"I have a book in petto," the professor said, "which will, I think, be more valuable and interesting than the others. I have collected material for a history of the church and convent of St. Francis, and shall write it as soon as I have time. I should be glad if it could be illustrated."

While he spoke my imagination was already turning over the leaves of a history of that stately monument, around which clusters so much of Middle-Age story, and looking at copies of forms and faces which to remember is a dream of rainbows and angels. There should be that quaint Madonna who points her thumb over her shoulder at St. Francis while she asks her Son to bless him, and the three saints and the Madonna of the north transept, and the pictures at the entrance of the chapel of San Martino, and the vault of the chapel of St. Louis, and a thousand other lovely things.

And, "Signor Professore," I said eagerly, "how I should like to translate that work, pictures and all, into English!"

He cordially consented, with many compliments.

As we left the loggia he pointed to the arch opposite the entrance-door. "That is the arch of suicides," he said: "more than one man has thrown himself down that precipice."

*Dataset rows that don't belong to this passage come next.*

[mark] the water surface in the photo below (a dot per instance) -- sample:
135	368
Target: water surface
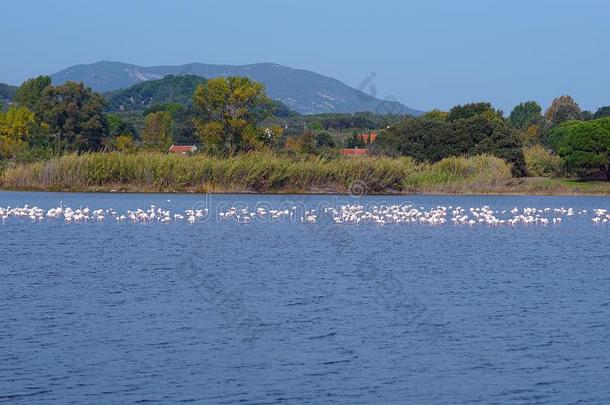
220	312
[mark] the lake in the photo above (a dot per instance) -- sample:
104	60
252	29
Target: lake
291	312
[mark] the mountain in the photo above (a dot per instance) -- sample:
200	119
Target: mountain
170	89
301	90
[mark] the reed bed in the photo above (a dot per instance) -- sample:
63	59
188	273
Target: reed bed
256	172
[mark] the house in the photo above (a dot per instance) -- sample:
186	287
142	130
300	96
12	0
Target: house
354	152
182	149
368	137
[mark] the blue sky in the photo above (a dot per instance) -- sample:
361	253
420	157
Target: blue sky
427	54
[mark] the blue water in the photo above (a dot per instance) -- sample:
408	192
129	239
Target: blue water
220	312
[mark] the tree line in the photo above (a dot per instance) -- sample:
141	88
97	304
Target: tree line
231	115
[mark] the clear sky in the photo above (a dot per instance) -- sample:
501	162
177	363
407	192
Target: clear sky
427	54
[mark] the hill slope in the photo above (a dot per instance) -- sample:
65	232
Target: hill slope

We were joined by a Benedictine monk as we went but, who proposed that we should go up the campanile. It is pleasant to visit the bells of a famous or favorite church. It is like seeing a poet whose songs we have heard, and pleasanter in some respects; for while the poet may mantle himself in commonplace at our approach, like Olympus in clouds, one can always waken the spirit of song in these airy singers.

The way up this campanile is very rough, a mere gravelly path, and one can only maintain his footing by holding a rope that runs all the way up, following the four sides. Reaching the large chamber at the top, we paid our respects to the seven bells, whose intricate changes I had so many times tried to follow. Their ringing is a puzzle. In the middle hung the melancholy campanone, with a silvery soprano by its side—a very Dante and Beatrice among bells.

We stayed to hear the noon Angelus strike, and while the last stroke was still booming around the great bell I took a step toward it and stretched my hand out.

I was instantly snatched backward, with a profusion of excuses.

"It is said," the professor explained, "that if a bell be touched, even with the finger-tip, while ringing, it will instantly break. I do not know if it be true, but it is worth guarding against."